First State Super was criticised for failing to inform customers and Pillar faced allegations from a former IT staffer that it knew of the security flaw for years and did nothing. Some experts also questioned whether Pillar really did have alerts in place for when a member accessed another member’s statement - arguing that if Pillar was aware enough of the security flaw to design an alert around it, then it doesn't make sense that the flaw was not fixed.
Privacy Commissioner’s Report
In its investigation the Privacy Commissioner found that personal information that could be downloaded from FSS included member names and addresses, details of superannuation account transactions, balances and members' ages. It did not include date of birth or financial details.

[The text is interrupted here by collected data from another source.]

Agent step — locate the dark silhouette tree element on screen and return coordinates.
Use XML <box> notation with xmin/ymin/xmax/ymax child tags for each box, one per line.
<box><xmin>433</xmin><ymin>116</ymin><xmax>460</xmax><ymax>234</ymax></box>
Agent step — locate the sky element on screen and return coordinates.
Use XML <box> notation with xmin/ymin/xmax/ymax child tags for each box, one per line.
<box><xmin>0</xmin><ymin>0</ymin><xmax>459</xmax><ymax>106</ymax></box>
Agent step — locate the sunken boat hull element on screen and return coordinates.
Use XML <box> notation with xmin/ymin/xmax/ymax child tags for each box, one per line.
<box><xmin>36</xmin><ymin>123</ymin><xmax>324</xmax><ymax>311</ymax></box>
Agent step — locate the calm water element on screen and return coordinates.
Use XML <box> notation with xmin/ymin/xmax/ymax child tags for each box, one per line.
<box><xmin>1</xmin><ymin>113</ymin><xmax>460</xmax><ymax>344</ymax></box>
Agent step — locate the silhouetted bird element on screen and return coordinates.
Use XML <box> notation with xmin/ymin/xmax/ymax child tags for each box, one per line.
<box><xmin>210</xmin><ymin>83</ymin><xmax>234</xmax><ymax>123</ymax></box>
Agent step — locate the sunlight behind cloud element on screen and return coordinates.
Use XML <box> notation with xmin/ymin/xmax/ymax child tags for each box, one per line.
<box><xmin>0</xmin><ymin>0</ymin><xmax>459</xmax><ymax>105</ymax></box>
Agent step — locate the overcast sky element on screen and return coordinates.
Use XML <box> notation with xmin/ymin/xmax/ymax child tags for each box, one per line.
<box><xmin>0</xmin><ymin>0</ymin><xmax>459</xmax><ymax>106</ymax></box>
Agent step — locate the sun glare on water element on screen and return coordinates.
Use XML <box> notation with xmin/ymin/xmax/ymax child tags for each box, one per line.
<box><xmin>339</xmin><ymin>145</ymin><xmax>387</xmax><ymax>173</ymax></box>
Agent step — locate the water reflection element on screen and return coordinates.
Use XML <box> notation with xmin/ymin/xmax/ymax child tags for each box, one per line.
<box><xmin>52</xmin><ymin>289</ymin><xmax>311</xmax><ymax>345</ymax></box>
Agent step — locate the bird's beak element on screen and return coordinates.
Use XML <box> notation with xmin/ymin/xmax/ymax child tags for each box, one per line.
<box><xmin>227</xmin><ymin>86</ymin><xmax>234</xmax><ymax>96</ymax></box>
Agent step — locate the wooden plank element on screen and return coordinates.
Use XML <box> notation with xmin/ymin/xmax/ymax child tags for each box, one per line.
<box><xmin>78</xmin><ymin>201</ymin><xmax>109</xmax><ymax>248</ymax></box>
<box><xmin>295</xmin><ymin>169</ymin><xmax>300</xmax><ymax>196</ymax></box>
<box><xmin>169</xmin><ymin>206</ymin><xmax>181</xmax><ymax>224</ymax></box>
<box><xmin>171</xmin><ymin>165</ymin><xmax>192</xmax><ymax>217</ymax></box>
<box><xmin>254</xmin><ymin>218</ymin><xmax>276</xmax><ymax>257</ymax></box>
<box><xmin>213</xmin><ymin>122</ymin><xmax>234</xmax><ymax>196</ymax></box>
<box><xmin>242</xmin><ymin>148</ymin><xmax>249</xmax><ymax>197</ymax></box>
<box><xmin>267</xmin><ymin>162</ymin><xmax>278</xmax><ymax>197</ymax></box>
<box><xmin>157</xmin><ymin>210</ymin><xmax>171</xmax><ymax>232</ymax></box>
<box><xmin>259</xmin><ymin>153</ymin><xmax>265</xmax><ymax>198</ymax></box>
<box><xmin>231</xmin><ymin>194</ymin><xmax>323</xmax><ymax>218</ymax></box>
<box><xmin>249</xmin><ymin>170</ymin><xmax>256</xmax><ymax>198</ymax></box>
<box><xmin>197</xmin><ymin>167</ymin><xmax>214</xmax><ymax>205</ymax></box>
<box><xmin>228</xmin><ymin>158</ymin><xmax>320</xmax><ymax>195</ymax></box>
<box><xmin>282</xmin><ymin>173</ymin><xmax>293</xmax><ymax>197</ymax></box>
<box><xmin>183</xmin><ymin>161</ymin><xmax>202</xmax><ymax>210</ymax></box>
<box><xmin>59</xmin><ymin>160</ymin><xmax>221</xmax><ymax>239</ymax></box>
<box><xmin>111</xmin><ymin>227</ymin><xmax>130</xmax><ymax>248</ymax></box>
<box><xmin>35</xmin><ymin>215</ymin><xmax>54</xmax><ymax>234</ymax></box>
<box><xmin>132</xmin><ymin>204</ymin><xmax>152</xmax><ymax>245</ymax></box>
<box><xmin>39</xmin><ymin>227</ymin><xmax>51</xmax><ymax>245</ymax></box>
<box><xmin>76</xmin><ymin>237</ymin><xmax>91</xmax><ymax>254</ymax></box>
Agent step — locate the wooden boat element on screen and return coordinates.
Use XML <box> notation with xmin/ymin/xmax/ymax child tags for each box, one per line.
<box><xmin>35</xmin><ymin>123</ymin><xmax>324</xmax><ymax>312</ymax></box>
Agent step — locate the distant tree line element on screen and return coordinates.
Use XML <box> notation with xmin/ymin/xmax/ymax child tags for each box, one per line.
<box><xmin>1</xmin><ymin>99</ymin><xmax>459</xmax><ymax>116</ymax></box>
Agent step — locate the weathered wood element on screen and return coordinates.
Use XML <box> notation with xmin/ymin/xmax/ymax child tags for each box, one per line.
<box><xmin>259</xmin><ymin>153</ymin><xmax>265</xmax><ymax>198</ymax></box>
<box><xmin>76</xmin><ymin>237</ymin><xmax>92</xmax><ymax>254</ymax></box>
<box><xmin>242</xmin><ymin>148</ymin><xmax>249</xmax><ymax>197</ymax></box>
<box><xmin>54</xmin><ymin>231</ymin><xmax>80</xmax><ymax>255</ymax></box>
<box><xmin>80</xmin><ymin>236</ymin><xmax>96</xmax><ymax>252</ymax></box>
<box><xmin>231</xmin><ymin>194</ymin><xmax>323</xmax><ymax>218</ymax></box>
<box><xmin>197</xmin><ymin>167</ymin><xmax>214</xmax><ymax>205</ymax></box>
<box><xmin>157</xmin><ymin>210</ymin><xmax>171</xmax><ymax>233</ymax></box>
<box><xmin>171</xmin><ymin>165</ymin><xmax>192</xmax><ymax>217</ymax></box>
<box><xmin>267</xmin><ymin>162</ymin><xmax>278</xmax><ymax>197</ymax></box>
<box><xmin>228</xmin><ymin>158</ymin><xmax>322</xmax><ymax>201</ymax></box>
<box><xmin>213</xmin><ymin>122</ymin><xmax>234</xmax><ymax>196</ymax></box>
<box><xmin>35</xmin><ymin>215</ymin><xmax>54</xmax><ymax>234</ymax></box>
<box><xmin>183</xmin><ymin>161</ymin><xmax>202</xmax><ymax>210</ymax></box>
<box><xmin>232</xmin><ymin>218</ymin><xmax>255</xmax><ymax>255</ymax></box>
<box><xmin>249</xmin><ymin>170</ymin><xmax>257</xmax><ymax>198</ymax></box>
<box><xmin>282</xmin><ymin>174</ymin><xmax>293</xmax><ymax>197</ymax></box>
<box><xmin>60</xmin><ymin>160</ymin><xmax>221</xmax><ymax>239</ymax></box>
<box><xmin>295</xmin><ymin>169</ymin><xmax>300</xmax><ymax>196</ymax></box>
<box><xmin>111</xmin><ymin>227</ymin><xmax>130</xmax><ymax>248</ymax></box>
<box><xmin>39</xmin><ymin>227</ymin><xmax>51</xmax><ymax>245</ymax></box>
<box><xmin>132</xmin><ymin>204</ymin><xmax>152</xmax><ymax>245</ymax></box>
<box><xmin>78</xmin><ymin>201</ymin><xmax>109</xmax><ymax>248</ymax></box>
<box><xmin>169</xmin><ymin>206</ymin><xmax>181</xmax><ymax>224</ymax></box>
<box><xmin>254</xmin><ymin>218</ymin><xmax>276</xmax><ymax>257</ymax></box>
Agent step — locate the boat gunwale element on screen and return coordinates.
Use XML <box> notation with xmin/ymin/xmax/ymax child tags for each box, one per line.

According to the report, FSS had conducted its own penetration tests prior to the incident with its contracted auditing firm, Pillar Administration, performing over 200 security tests, but failing to reveal the flaw Webster would later point out. This was due to the tests' scope being restricted to a small area of FSS' activities, and thus completely missing the vulnerability.
The commissioner's report accepts that system alerting was in place - noting that Pillar's website monitoring system had detected an anomaly prior to Webster notifying FSS, and even if Webster had not informed the superannuation fund, it should have been able to close its vulnerabilities.

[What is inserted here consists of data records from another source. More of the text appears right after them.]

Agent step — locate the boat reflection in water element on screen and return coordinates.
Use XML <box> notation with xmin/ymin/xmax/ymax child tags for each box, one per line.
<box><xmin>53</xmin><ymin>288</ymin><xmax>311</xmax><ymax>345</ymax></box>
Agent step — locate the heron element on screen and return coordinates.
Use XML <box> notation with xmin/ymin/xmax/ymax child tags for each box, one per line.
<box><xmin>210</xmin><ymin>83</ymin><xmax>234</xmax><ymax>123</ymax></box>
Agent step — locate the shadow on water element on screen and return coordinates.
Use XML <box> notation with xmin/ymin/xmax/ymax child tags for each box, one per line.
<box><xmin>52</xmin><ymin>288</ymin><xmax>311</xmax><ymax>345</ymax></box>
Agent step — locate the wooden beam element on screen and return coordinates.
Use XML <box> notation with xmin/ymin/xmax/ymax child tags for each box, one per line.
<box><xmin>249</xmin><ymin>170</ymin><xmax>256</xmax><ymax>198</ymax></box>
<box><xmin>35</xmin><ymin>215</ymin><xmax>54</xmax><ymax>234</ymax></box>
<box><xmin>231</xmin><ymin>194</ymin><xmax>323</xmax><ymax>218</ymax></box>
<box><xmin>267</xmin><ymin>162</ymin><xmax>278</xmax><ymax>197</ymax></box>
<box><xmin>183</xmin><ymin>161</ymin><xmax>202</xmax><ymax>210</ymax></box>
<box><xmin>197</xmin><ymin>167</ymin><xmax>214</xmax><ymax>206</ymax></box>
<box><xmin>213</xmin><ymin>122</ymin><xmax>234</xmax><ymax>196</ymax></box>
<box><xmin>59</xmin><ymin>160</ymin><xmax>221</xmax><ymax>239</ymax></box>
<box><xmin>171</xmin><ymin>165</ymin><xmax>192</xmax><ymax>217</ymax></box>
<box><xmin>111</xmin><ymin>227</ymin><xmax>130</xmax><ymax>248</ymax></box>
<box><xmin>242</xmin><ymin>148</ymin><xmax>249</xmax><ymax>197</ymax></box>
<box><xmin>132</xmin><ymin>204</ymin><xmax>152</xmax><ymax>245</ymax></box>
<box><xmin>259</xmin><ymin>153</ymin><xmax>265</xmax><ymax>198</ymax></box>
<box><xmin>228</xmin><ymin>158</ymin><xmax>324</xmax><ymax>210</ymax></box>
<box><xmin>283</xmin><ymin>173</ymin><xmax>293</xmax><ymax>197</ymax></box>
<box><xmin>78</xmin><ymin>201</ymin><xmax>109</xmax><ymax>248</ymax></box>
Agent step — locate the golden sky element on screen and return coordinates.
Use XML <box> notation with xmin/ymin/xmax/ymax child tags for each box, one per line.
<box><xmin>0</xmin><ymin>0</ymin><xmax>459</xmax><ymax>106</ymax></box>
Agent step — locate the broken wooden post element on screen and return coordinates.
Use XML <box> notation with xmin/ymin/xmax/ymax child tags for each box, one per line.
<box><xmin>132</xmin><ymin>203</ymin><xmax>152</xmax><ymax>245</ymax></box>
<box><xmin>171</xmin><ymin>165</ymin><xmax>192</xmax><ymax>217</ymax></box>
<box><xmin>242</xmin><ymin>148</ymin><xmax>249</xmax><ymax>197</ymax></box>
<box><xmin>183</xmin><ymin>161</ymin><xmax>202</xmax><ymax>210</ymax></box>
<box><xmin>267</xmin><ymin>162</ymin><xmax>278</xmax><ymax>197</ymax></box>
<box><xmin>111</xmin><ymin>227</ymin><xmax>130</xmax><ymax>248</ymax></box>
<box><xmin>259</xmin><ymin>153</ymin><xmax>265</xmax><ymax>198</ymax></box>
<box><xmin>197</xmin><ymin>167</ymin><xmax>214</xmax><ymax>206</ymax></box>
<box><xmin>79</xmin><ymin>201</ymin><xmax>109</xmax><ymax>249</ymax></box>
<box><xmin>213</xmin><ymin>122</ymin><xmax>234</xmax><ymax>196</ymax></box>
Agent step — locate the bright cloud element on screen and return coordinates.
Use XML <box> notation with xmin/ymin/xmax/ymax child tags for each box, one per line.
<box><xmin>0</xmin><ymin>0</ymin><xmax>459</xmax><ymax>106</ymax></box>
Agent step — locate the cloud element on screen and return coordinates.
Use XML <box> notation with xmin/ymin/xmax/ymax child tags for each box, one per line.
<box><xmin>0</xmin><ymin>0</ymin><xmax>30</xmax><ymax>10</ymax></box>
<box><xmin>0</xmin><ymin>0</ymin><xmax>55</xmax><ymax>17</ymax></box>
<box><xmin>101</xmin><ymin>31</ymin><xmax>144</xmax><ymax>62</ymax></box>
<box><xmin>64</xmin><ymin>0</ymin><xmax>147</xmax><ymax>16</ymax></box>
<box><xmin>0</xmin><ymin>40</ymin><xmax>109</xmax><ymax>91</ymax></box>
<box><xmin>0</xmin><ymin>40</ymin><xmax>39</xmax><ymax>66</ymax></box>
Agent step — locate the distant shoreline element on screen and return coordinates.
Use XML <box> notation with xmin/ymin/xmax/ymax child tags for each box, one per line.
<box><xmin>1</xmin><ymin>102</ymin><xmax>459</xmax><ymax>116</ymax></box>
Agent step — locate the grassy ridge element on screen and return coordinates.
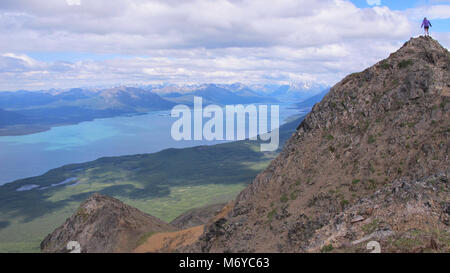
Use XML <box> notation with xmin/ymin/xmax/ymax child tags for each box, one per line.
<box><xmin>0</xmin><ymin>115</ymin><xmax>303</xmax><ymax>252</ymax></box>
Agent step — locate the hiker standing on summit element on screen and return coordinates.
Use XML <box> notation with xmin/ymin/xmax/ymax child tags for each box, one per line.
<box><xmin>421</xmin><ymin>17</ymin><xmax>432</xmax><ymax>36</ymax></box>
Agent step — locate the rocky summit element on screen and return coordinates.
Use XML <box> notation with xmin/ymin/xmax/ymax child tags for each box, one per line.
<box><xmin>190</xmin><ymin>36</ymin><xmax>449</xmax><ymax>253</ymax></box>
<box><xmin>40</xmin><ymin>193</ymin><xmax>176</xmax><ymax>253</ymax></box>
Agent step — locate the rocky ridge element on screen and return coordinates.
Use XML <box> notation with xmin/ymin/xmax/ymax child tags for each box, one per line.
<box><xmin>191</xmin><ymin>36</ymin><xmax>450</xmax><ymax>253</ymax></box>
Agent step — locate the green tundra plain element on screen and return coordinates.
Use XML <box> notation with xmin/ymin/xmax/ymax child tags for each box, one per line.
<box><xmin>0</xmin><ymin>115</ymin><xmax>303</xmax><ymax>252</ymax></box>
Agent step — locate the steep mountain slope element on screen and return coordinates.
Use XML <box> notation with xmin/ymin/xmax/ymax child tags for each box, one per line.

"In the Commissioner's view, FSS would therefore have had the capacity to remedy this flaw in its system, even if it had not been advised of the vulnerability by [Webster]. However, because testing was limited, the vulnerability was not discovered until it had already been exploited," the report read.
Due to FSS' inaction prior to the incident, the report concludes that FSS breached National Privacy Principle 4.1, which "requires organisations to take 'reasonable steps' to protect the personal information they hold, from misuse and loss, and from unauthorised access, modification or disclosure".
The Commissioner made no further adverse finding in relation to FSS, acknowledging “the speed with which FSS acted when they became aware of the incident, immediately containing the incident, notifying affected members and commencing an internal investigation.” These factors led the commissioner to cease its investigation on the basis that "the response to this incident appears adequate in the circumstances".
First State Super’s Response
FSS has accepted the finding of the failure to take reasonable security measures though it has been at pains to state that "at no time was there any opportunity for fraudulent transactions to occur."
As well reference has been made to the stringent security measures now in place, including “regular ongoing security testing and reporting by highly regarded, independent specialist IT security consultants."
This decision makes it clear again that a co-operative attitude works best – this investigation being closed without any serious adverse comments by the Commissioner. It is likely that the adverse media coverage, together with the reactions from other customers, had a bigger impact on First State Super then the Commissioner’s findings. This is a good outcome if the result is better security measures.
It is interesting that the Commissioner didn’t take opportunity to investigate Pillar further, given the widely reported use of similar applications in a number of other large Commonwealth government agencies, in respect of which the Commissioner already has the power to audit.
Given the proposed amendments to the Commissioner’s power, there might be different result in future – such as requirement for independent expert’s report to be made available to the PC.